In the budget 1995-96 Notification No. 54/95-CE dated 16.3.1995, effectively continued Notification No.30/94 dated 1.3.1994, Explanation (iv) was however added to the existing notification, clarifying the meaning of "articles" in relation to precious metals - Notification No.54/95-C.E dated 16.3.1995 and Notification No.230/88-CE dated 6.7.1988 continued in the subsequent years also albeit with new numbers. Sl.No.72.2 of Notification 8/96 inter alia exempted articles of platinum. Sl.No.71.3 of Notification, inter alia, exempted platinum in their primary of forms that is to say to any unfinished or semi-finished including ingots etc.
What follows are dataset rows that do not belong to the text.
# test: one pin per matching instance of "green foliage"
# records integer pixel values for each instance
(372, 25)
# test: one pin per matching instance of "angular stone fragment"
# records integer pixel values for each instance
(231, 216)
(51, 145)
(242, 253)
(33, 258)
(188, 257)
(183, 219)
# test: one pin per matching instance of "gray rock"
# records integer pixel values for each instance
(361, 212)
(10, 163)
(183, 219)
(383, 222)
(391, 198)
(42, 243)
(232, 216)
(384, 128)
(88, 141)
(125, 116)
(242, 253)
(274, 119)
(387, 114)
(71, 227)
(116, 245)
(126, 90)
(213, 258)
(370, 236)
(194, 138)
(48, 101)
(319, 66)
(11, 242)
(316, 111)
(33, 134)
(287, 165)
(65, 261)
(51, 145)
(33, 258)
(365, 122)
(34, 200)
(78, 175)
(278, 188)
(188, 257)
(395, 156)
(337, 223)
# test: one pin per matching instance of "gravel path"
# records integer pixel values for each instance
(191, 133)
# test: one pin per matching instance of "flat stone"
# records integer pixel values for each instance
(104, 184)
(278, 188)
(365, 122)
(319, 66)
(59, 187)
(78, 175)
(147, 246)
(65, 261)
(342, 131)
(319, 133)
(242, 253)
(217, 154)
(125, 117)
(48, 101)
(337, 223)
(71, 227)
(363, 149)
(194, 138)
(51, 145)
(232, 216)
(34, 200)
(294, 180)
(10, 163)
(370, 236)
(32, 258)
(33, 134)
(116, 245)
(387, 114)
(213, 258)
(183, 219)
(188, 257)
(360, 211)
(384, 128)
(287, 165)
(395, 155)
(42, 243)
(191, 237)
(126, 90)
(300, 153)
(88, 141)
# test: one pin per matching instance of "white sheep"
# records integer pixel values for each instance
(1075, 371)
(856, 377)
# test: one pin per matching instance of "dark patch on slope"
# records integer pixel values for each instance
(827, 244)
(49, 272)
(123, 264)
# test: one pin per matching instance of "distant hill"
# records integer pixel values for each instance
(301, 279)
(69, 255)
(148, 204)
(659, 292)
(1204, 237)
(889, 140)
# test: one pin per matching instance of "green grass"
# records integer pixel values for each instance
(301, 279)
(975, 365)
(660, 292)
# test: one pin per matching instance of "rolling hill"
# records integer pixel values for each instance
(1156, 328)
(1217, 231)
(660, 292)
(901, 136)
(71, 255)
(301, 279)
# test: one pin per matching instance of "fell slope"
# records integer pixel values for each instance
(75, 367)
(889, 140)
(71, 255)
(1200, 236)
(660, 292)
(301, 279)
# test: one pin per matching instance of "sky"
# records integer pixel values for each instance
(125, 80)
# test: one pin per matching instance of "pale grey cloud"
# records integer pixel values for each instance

Sl.No.28.14 of notification granted partial exemption, inter alia to catalysts, ingot, powder and sponge inter alia, of platinum.
From 1994 onwards the notification has been issued exempting the impugned goods and the wording ‘used’ in the notification then till the notification under consideration remains the same. The Ministry itself was always of the view that exemption needs to be granted to the metal in the form it emerges during a refining process, whether from ore concentrate or recycled material, the same could not have been denied. From perusal of the entry, it is evident that exemption has been granted to all the forms which arise subsequent to the emergence of the form in which these goods are imported. In view of the above circular, the contentions raised by the Revenue which go contrary to the circular issued by the Board cannot be justified.
In case of Ratan Wire and Melting [2005 (2) TMI 138 - SUPREME COURT], a five judges bench of Hon’ble Supreme Court has stated the law in respect of the clarifications and circulars issued by the Board stating So far as the clarifications/circulars issued by the Central Government and of the State Government are concerned they represent merely their understanding of the statutory provisions. They are not binding upon the court. It is for the Court to declare what the particular provision of statute says and it is not for the Executive. Looked at from another angle, a circular which is contrary to the statutory provisions has really no existence in law.
Nothing has been brought forth in the appeal or during the arguments to show that there was any subsequent change in the wording of the Notification, or a pronouncement of Hon’ble Supreme Court or a Hon’ble High Court has come which goes contrary to the above clarification.
There are no merits in the appeal - appeal filed by Revenue dismissed.